The U.S. Forest Service intends to close a route known as the Lollipop Trail, which was created about four years ago without the agency’s blessing. The unsanctioned single-track trail provides a short ride that connects an area known as the upper viewing platform on Smuggler Mountain to the Iowa Shaft area. It’s a link to other trails in the Smuggler Mountain-Hunter Creek Valley network.
A final draft travel management plan released this month by the Forest Service proposes the closure of the Lollipop Trail and rehabilitation of the national forest land it crosses on Smuggler Mountain. The reason for the closure is uncertain.
“Everyone I know loves that trail,” said Chris Lane, a Basalt mountain biker and advocate for trails. “It’d be a shame to lose it.”

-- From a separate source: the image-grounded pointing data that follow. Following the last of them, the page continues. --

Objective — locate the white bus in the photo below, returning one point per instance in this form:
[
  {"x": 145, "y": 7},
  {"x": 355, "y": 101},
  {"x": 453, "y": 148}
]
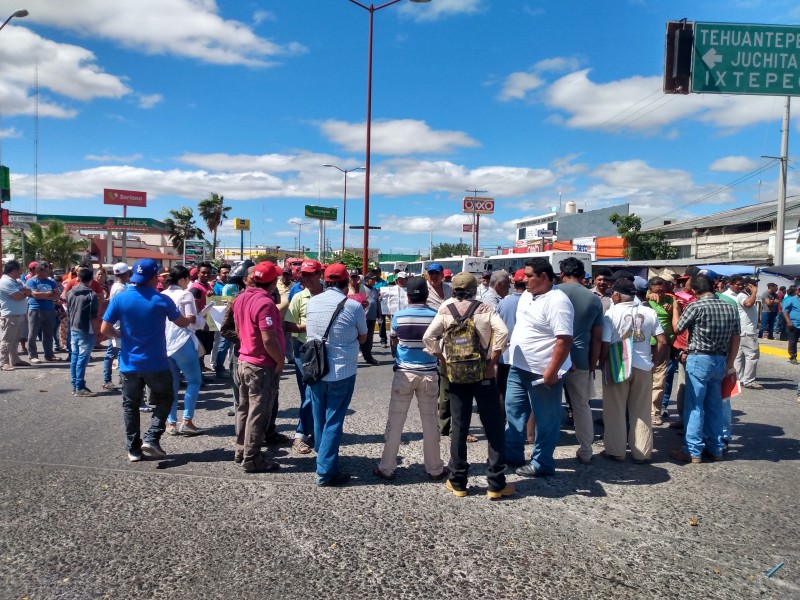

A similar route will be maintained because of efforts of the Pitkin County Open Space and Trails program. The Lollipop Trail cuts through Pitkin County open space as well as national forest. Officials with both agencies estimated that about 70 percent of the trail is on county land and 30 percent on national forest.
“We have to respect the Forest Service’s decision not to make it a sanctioned trail,” said Gary Tennenbaum, a land steward with Pitkin County Open Space and Trails. However, the agency can reroute the trail so it avoids land managed by the Forest Service. Tennenbaum said the management plan for the Smuggler property contemplates such a move. The project might be undertaken as soon as next summer by Roaring Fork Outdoor Volunteers, a nonprofit organization that harnesses volunteer labor for trails and other outdoor projects.
The rerouted Lollipop Trail would use some of the existing route, avoid national forest and connect riders to the Iowa Shaft area, Tennenbaum said. The beauty of the rerouting is Pitkin County intends to create additional links among existing trails or create new routes on the Smuggler Mountain property. The new and improved Lollipop Trail will not only provide the connection it created in the past to get people to the Hunter Creek Valley floor, it will eventually tie into a bigger network of trails on the shoulder of Smuggler, Tennenbaum said.
The city and county own 250 acres of land on Smuggler Mountain. The bulk of it, 180 acres, was added in 2005. The open space department has been working on a permanent management plan, which includes the vision for the trail network.
Tennenbaum said the management plan for Smuggler has been presented to the Roaring Fork Mountain Biking Association, an advocacy group for riders.
“They’re pretty excited about next year’s volunteer project,” he said.
The association is preparing comments on the Forest Service travel management plan and is monitoring the county’s Smuggler management plan, but declined comment for now.